All three wheelhouses are oriented to the southeast and have a pillar to the left of the entrance, on the outer wall. Remarkably, none of them have the usual stove. Crawford made an interpretation of these wheelhouses. He says that the central area was in the open air, and that they were not houses but temples associated with some kind of phallic cult . However, the evidence for these hypotheses has not yet been presented, as only details of the excavations have been published so far. The objects found in the houses contained stone tools but little metal. There were some painted ceramics and five painted stones, the first in the Western Isles, although known from elsewhere from the Iron Age .

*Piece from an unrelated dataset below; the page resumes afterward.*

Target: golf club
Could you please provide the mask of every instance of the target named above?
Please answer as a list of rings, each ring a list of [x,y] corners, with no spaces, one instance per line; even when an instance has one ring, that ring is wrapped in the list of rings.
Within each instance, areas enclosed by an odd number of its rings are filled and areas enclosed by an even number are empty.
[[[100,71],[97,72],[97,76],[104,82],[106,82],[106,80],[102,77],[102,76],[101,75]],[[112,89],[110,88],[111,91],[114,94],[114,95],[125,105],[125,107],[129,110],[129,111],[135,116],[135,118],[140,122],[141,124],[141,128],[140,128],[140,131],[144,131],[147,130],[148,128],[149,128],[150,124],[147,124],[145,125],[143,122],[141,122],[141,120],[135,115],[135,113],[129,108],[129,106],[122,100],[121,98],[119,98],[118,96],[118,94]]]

A Bronze Age forge, from the 6th century BC. BC, stood in front of the wheelhouses at this point, which were built after the forge had fallen into disrepair. Their huts gave a radiocarbon date from the 1st century AD. Thus, the wheelhouses were built sometime in between, at the earliest in the 4th or 5th century BC. Chr.

geology

The Lewisian gneiss of the Outer Hebrides is a very old igneous rock that was formed perhaps 30 kilometers below the earth's crust. It turned into gneiss more than two and a half billion years ago. The Uist gneiss is usually distorted by subsequent metamorphoses and breaks very irregularly. However, the Udal Peninsula area missed the second phase. Due to a freak of nature, the rock breaks into exactly the kind of slabs that are cheap for building materials. The consequence of this can be clearly seen in the construction of the Udal houses.

The 1957 excavated Wheelhouse of Sollas (gäl. Solas) is located in the Middle Quarter on the north coast of North Uist.

literature

  • Beverly Ballin: Research in the machair: 5000 years of settlement at the Udal, North Uist

Web links

Coordinates: 57 ° 40 ′ 57.2 "  N , 7 ° 19 ′ 41.6"  W.